La reina, después que el secretario leyó la lista,
preguntó:
-¿Cuáles el más antiguo de los obispos
peruleros?
-Señora, a ese no lo he apuntado, temeroso de ofender a
vuesa majestad.
-¡Ah! ¿Será el obispo del libro?
-Sí, señora.
-Pues nombra arzobispo de Lima al obispo del libro.
-¿A fray Juan de Almoguera?-preguntó maravillado el
ministro y recelando no haber oído bien.
-No sé cómo se llama, a ti toca averiguarlo. Lo que
mando es que hagas arzobispo al obispo del libro.
II
El nuevo arzobispo murió el 2 de marzo de 1676, a la edad
de setenta y un años, y a la misma hora en que
falleció daba en Arequipa la triste noticia la madre Ana
de los Ángeles Monteagudo. Según la Guía del
virreinato para el año 1796, el Sr. Almoguera está
en olor de santidad, porque su cadáver se encontró,
después de un siglo, incorrupto.
En el obispado de Arequipa sucedió al Sr.

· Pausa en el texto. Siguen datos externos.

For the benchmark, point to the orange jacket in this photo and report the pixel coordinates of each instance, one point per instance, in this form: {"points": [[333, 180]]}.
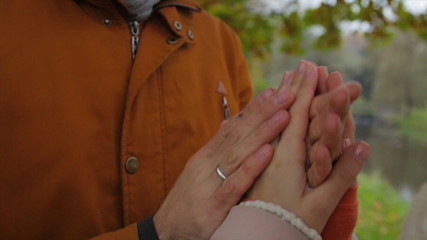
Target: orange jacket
{"points": [[78, 115]]}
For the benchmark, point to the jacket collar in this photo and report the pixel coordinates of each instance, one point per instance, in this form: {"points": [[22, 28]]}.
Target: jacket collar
{"points": [[187, 4]]}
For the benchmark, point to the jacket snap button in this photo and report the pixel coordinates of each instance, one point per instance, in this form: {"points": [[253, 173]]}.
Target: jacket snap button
{"points": [[132, 165], [107, 21], [177, 25], [172, 40], [190, 34]]}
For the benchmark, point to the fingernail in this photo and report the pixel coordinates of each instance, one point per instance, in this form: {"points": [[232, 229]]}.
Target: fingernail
{"points": [[302, 66], [262, 152], [278, 117], [286, 78], [281, 97], [345, 143], [266, 94], [360, 154]]}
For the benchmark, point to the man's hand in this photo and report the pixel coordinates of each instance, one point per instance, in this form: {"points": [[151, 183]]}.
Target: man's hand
{"points": [[284, 182], [200, 200]]}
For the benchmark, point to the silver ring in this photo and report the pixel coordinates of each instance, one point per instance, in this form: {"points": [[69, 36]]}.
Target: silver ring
{"points": [[220, 174]]}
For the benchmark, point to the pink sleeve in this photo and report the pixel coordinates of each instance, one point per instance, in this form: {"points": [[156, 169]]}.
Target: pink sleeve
{"points": [[250, 223]]}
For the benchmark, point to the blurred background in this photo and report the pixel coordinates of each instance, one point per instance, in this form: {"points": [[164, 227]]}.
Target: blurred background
{"points": [[383, 45]]}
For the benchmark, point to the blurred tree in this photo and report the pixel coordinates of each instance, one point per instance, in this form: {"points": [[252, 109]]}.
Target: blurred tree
{"points": [[401, 73], [256, 25]]}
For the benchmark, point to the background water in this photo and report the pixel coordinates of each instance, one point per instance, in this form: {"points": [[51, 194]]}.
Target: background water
{"points": [[398, 159]]}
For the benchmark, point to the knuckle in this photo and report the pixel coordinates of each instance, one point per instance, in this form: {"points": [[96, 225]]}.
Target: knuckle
{"points": [[226, 130], [231, 159]]}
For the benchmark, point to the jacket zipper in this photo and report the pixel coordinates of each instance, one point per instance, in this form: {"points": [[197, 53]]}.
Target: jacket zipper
{"points": [[134, 30]]}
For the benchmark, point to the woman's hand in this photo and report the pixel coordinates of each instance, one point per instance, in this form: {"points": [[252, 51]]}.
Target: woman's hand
{"points": [[200, 200], [284, 182]]}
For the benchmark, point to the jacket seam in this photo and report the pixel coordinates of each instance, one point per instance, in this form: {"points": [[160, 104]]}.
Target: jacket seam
{"points": [[162, 130], [177, 5]]}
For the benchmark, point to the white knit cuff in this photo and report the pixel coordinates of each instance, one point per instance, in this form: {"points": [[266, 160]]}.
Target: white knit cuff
{"points": [[284, 214]]}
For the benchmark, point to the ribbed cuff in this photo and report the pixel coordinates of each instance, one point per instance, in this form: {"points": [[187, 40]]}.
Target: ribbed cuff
{"points": [[146, 229]]}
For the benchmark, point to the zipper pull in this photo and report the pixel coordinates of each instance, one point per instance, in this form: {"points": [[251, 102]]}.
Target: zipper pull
{"points": [[226, 109], [134, 30]]}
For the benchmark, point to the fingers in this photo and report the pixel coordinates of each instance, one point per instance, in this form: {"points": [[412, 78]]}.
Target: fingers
{"points": [[324, 199], [321, 166], [323, 77], [303, 85], [241, 136], [238, 183], [266, 132]]}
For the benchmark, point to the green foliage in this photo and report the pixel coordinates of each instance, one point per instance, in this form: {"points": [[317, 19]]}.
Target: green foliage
{"points": [[414, 124], [381, 210], [255, 30], [257, 27]]}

Almoguera el
mercenario fray Juan de la Calle; y el día en que con
grandes fiestas verificó su entrada en la ciudad, dijo a
sus compañeras la inspirada monja: «¡Ay,
hermanitas! No veremos a nuestro obispo ni él nos
verá a nosotras».
En efecto, el Sr. Calle se sintió enfermo pocos
días después de su llegada y murió a las
cinco semanas.
No habiéndome propuesto en esta tradición
más que apuntar las profecías de la madre
Monteagudo que se relacionan con el obispo del libro,
terminaré indicando a los que deseen hacer más
amplio conocimiento con la monja catalina que lean su vida,
escrita por el agustino Alonso Cabrera, o el libro de Don Ventura
Travada.
La madre Monteagudo murió en edad muy avanzada el 10 de
enero de 1686.
Según el deán Valdivia, en sus Apuntes
históricos sobre Arequipa, se envió a Roma
expediente canónico para la beatificación de la
monja catalina; pero se fue a pique el buque que conducía
el protocolo, y Arequipa se quedó sin santa.
En 1890 los arequipeños han vuelto a promover el
expediente. Pronto tendrán santa en casa.